Let me start my saying that I am trying to use an unsupported, non-recommended set-up. I want to store my iTunes library on my Linux server in an NFS-mounted directory. Why? I bought a 60 GB PowerBook instead of an 80GB, and figured I didn’t need to have the music taking up disk space (especially when I have a 200GB disk sitting here on the network). iTunes has an option to specify a different iTunes Music folder location (Preferences, Advanced, General).

The only problem I had (I thought) was when I fired up iTunes (or my PowerBook did in response to plugging my iPod in—I’ve switched that off also) and my server was turned off. iTunes insisted on resetting my iTunes directory back to the default instead of giving me an error message. It showed that a whole bunch of music was missing (of course) and stored new purchases or newly ripped music into the default location again. But, I thought that the only problem I had was that occasionally music or podcasts would end up in the wrong place, and I would move them.

Then yesterday, it happened and in the course of trying to fix things, I found that some music was missing.

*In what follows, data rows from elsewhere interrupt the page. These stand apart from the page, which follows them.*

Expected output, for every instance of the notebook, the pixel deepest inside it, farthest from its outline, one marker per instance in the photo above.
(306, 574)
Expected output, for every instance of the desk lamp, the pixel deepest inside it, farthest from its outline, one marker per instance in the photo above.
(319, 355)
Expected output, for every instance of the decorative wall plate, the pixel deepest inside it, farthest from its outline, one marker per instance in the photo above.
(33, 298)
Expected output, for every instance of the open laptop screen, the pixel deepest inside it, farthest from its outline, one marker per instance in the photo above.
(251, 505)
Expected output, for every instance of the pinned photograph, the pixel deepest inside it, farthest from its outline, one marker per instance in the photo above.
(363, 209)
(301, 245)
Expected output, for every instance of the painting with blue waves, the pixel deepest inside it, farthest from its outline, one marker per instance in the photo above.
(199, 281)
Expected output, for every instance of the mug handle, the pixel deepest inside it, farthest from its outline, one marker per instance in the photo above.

The missing music was on my iPod, but I could not find it anywhere on my PowerBook or my Linux server. Yipes! I was, of course, happy that it was on my iPod. But, iTunes has no mechanism to update your music library from the iPod, only vice versa. You can mount the iPod, of course, as a disk, but that gives you no access to the iPod music section.

I am not clear as to what happened or why, but I do think it has to do with the iTunes client preferring local storage and insisting on changing back to it when the configured directory is unavailable. (I’d like it to complain and give me a choice.)

In another entry, I’ll discuss the program I found and used; it saved me from hours of frustration.